SECOORA / skill_score

Prototypes for the SECOORA skill score
MIT License
7 stars 1 forks source link

Substitute `nearxy ` and `find_ij` for Scipy's KDTree. #8

Closed ocefpaf closed 10 years ago

ocefpaf commented 10 years ago

Substitute nearxy and find_ij for Scipy's KDTree and test if this approach is faster and more general to both structured and unstructured models.

https://github.com/ioos/secoora/blob/master/notebooks/inundation/inundation_secoora.ipynb#L1188

KDTree will allow to search all points of lon, lat that are near the observations. With the computed tree it is faster to find several points, but it can be slower to compute just one or a few.

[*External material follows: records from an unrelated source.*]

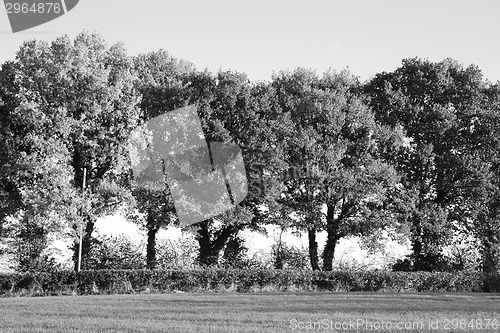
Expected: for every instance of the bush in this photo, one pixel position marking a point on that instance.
(241, 280)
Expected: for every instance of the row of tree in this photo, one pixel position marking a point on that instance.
(414, 152)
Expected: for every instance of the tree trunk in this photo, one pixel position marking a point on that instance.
(151, 247)
(332, 229)
(313, 248)
(86, 244)
(212, 245)
(490, 252)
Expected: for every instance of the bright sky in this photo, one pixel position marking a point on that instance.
(258, 37)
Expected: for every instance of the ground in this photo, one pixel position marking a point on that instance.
(263, 312)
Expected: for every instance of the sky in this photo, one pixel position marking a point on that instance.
(261, 37)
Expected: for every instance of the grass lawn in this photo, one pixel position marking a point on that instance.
(266, 312)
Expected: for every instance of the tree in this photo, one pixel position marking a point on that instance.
(334, 159)
(162, 81)
(80, 106)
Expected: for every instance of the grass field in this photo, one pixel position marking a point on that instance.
(298, 312)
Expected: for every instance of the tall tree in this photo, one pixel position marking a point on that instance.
(335, 159)
(163, 82)
(434, 103)
(82, 94)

ocefpaf commented 10 years ago

@rsignell-usgs:

I decided to create a few generic functions using Scipy's KDTree to find the nearest data to the stations position. The idea is to have something that is fast and easy to re-use. The tree helps with that. I have been testing this idea and trying to improve it. Here is a draft of what I have so far:

http://nbviewer.ipython.org/github/ioos/secoora/blob/master/notebooks/inundation/inundation_secoora.ipynb

The ultimate goal would be to have a get_model(at_station) function. It would take a station series and return a model series at the same place and time. This station series would carry time and space metadata with it.

Maybe I am investing too much time into this. But I think that we will be doing this a lot like in the glide-model comparison, so maybe it is worth it... What do you think?

rsignell-usgs commented 10 years ago

@kwilcox, didn't you implement something like this for your paegan work?

jcothran commented 10 years ago

For the python notebook example, cell 13 in, there might be a misspelling of 'NADV' for 'NAVD'

if row['datum'] == 'NADV':

ocefpaf commented 10 years ago

Yep. thanks @jcothran that will be fixed in the next push.

rsignell-usgs commented 10 years ago

@ocefpaf , when you say "This station series would carry time and space metadata with it." it starts to sound like a common data model object. And that makes me wonder if you could use an existing common data model object instead. I just had a gchat with @kwilcox and he said paegan is too immature to look at. Can you take a look at the Iris data model and see if it would work?

Check out cell [7] in http://nbviewer.ipython.org/gist/rsignell-usgs/d48242d13d17f9360d49 to see what an Iris time series object looks like. -Rich

ocefpaf commented 10 years ago

@rsignell-usgs That is exactly the idea. I am not re-inventing the wheel. Iris time-series are pandas time-series with more metadata and that is what this get_model(at_station) would take as input.

I am just developing this slowly to avoid messing up.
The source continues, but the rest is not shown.